[Paper Brief]: MapReduce: Simplified Data Processing on Large Clusters (2004)

2022-01-10

5 minute read

Paper

paper

"MapReduce: Simplified Data Processing on Large Clusters. "

Jeffrey Dean and Sanjay Ghemawat

What is it?

MapReduce is an abstract design that facilitate building computational jobs but hides the complicated details of parallelization, fault-tolerance, data distribution and load balancing.
It is inspired by the map and reduce functions present in many other functional languages.

Why do we need it?

Before the advent of MapReduce, Google has implemented enormous number of computions that support for processing of raw data to compute various devired data. For the most part, the computations are conceptually straightforward, yet the hardest obstacles come from finished with large input data in reasonable time by distributed computations across hundreds or thousands commodity PCs.
The main goal is therefore to bring an interface that blurs the complexity of distributed system ( parallelization, fault-tolerance, data distribution, and load balancing ) for entry level engineers. Another benefit that comes along is easy-scale in horizontal manner.

What is the model?

As mentioned before, It's based on 2 functions in functional languages. Map and Reduce functions are written by users with specific purpose and in predefined form.

$Map$ : takes input as a pair key/value for identifying and produces a set of intermediate key/value pairs. The MapReduce library groups together all intermediate values associated with the same intermediate key I and passes them to the Reduce function.
$Reduce$ : accepts an intermediate key and a set of values for that key. It merges together these values to form a possibly smaller set of values. Typically just zero or one output value is produced per Reduce invocation. The intermediate values are supplied to the user’s reduce function via an iterator. This allows us to handle lists of values that are too large to fit in memory.


    map       = function(k1,v1)        ->  list(k2,v2)
    

    reduce  = function(k2, list(v2)) ->  list(v2)

Pseudo Code example of counting the number of occurrences of each word in a large collection of documents:


        map (String key, String value):
        

          // value: document contents 

          for each word w in value: 

            Emit Intermediate (w, "1"); 


        reduce (String key, Iterator values) : 

          // key: a word 

          // values: a list of counts int result = 0; 

          for each v in values: 

            result += parseInt (v); 

            Emit (As String (result));

How is it implemented?

The detailed diagram from original paper.

The above figure shows the overall flow of MapReduce.
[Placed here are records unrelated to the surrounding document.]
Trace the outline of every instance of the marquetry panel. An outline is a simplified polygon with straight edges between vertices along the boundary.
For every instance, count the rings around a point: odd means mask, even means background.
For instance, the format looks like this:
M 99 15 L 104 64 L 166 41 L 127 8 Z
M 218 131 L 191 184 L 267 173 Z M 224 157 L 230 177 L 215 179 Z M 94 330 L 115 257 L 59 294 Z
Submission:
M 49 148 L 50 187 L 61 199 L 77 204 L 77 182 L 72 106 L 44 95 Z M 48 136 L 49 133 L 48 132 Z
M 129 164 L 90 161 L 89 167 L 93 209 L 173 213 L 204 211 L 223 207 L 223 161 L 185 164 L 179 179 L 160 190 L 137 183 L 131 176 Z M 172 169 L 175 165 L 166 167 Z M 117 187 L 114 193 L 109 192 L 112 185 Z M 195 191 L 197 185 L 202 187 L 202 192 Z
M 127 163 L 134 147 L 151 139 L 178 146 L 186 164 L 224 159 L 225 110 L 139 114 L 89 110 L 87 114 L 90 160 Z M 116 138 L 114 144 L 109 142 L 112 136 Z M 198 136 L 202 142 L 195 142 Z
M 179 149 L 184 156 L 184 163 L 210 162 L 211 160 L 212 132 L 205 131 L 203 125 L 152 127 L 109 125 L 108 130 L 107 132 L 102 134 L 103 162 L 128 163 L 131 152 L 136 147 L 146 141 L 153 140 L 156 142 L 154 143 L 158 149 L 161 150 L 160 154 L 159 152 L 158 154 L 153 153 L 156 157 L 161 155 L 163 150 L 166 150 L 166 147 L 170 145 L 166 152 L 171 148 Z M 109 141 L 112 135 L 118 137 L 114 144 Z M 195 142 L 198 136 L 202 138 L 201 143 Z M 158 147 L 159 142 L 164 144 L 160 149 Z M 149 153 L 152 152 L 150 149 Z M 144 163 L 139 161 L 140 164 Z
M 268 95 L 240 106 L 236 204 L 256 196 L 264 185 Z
The following sequence of actions occurs when MapReduce is called ( the numbered labels in Figure 1 correspond to the numbers in the list below ) :

Firstly, input data is split into $M$ pieces of 16MB-64MB/piece ( configured via an optional parameter ) by the MapReduce library in user program. It then starts up many copies of the program on a cluster of machines.
One of the copies of the program is special - the master. The rest are workers that are assigned work and controlled by the master. There are $M$ map task and $R$ reduce tasks. The master tends to pick idle workers and assign each one a map or reduce task at a time.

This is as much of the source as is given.